Lincoln (Neb)-July 24, 1998-Faculty and staff at the University of Nebraska-Lincoln were awarded a record $92.5 million in external grants and contracts for the fiscal year ending June 30, 1998.
The total, a 14 percent increase over the previous year, includes awards from governmental agencies and the private sector for the full range of activities at the university. Of the total, $48.2 million supports research activities, $27.7 million supports public service and $16.6 million is directed to instruction and student support.
Of funds for research, awards from federal sources rose by 12.9 percent to a record $32.4 million.
"These figures show that our faculty are strong competitors in Washington for federal research dollars," said Priscilla Grew, vice chancellor for research. "We also achieved dramatic growth in funding from industry, which has been another of our highest priorities.
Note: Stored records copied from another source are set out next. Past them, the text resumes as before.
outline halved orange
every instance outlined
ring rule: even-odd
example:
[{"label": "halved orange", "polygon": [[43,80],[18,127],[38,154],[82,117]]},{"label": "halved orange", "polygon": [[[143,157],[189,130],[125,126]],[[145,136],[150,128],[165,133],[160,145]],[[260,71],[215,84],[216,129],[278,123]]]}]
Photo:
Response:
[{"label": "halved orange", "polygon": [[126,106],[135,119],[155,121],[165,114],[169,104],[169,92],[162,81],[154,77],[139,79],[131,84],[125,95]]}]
Our industry funding rose to a record $7 million, a 55 percent increase over the previous year."
The increase in private sector funding for research stems in part from a growing trend in industry to outsource research and develop costs, said Don Helmuth, associate vice chancellor for research. Helmuth said companies are increasingly courting the university as the marketplace becomes more competitive and hungry for new products and technologies, with agribusiness providing the lion's share of industry funding. However, Helmuth said, the university is successfully expanding to industries outside the agricultural sector.
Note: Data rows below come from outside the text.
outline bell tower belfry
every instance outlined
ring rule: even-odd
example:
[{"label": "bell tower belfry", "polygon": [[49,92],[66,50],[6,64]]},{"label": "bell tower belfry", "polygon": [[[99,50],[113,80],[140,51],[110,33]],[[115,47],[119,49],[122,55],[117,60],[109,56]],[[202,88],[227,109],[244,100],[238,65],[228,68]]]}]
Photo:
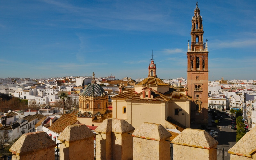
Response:
[{"label": "bell tower belfry", "polygon": [[196,4],[192,17],[191,45],[188,43],[188,94],[191,96],[191,122],[205,123],[208,109],[208,49],[203,41],[203,19]]}]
Chancellor James Moeser said the growth in external funding will strengthen the university's position among peer institutions.
"I am very pleased that the university continues to show steady progress in external funding," Moeser said. "This is a key component of our national ranking as a major research university. We project a very solid upward trajectory."
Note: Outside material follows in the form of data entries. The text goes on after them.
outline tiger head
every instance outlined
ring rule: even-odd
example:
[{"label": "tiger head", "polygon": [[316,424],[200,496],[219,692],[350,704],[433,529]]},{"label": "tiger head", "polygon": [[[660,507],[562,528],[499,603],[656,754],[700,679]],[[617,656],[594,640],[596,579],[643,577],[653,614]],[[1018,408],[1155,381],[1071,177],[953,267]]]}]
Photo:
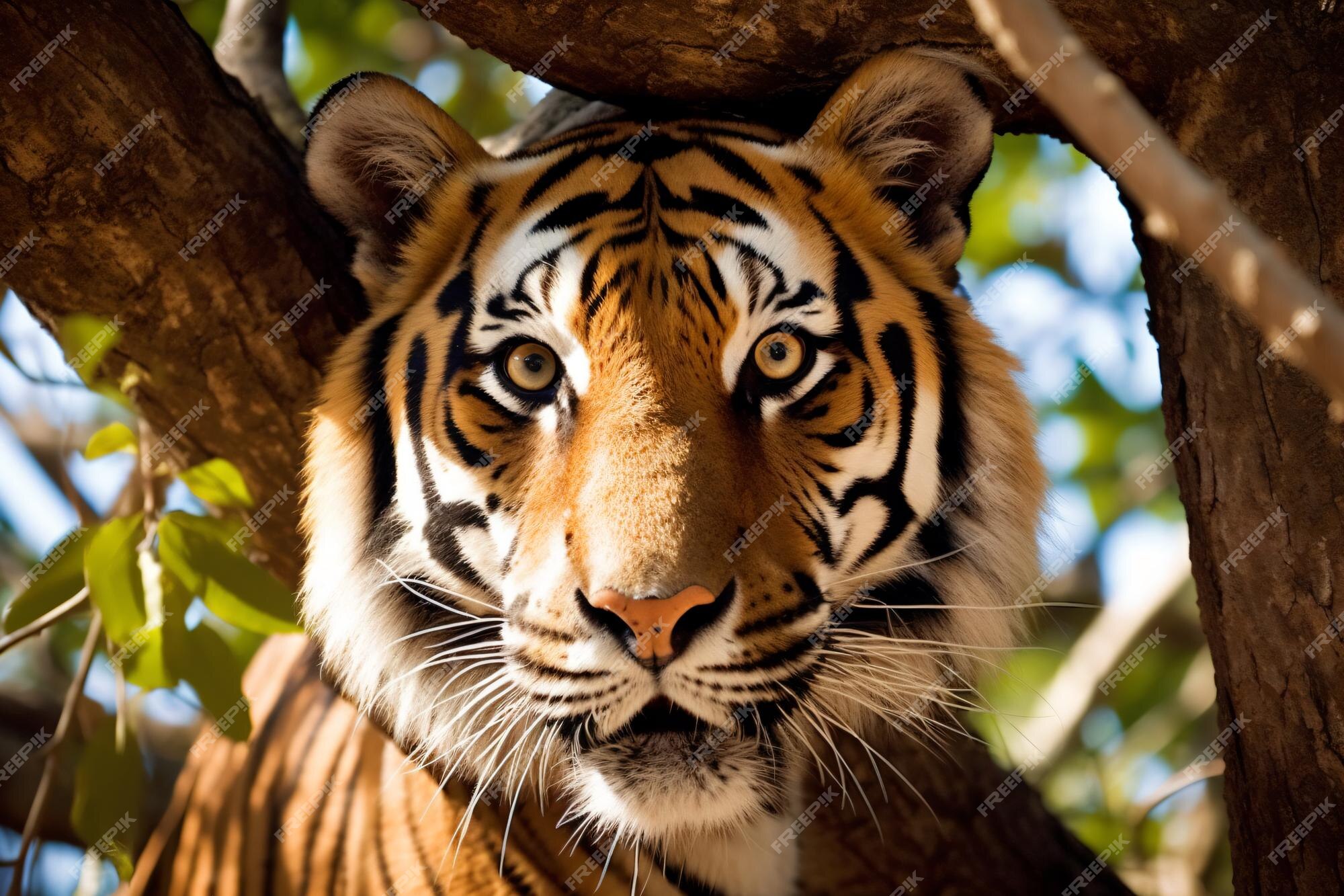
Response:
[{"label": "tiger head", "polygon": [[913,51],[801,137],[618,118],[503,159],[401,81],[333,87],[308,178],[372,313],[309,433],[301,604],[344,693],[663,845],[792,817],[832,733],[934,724],[1015,639],[1043,492],[954,292],[991,144]]}]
Among projects funded by the federal government are the International Sorghum/Millet Research program funded by the Agency for International Development ($4.7 million); the Great Plains Regional Center for Global and Environmental Change, funded by the U.S. Department of Energy ($1.4 million); sustainable agriculture research funded by the U.S. Department of Agriculture ($1.8 million) and the Mid-American Transportation Center ($1 million).
Funded service projects include $4.6 million from the
National Science Foundation for the Polar Ice Coring Office.
Additional service projects are $1.5 million for the Law
Enforcement Training project; $2.9 million for CLASS, a distance
education program; and $1.5 million from the Barkley Trust to
support activities at the Barkley Memorial Center relating to
assessment and treatment of speech and hearing disorders.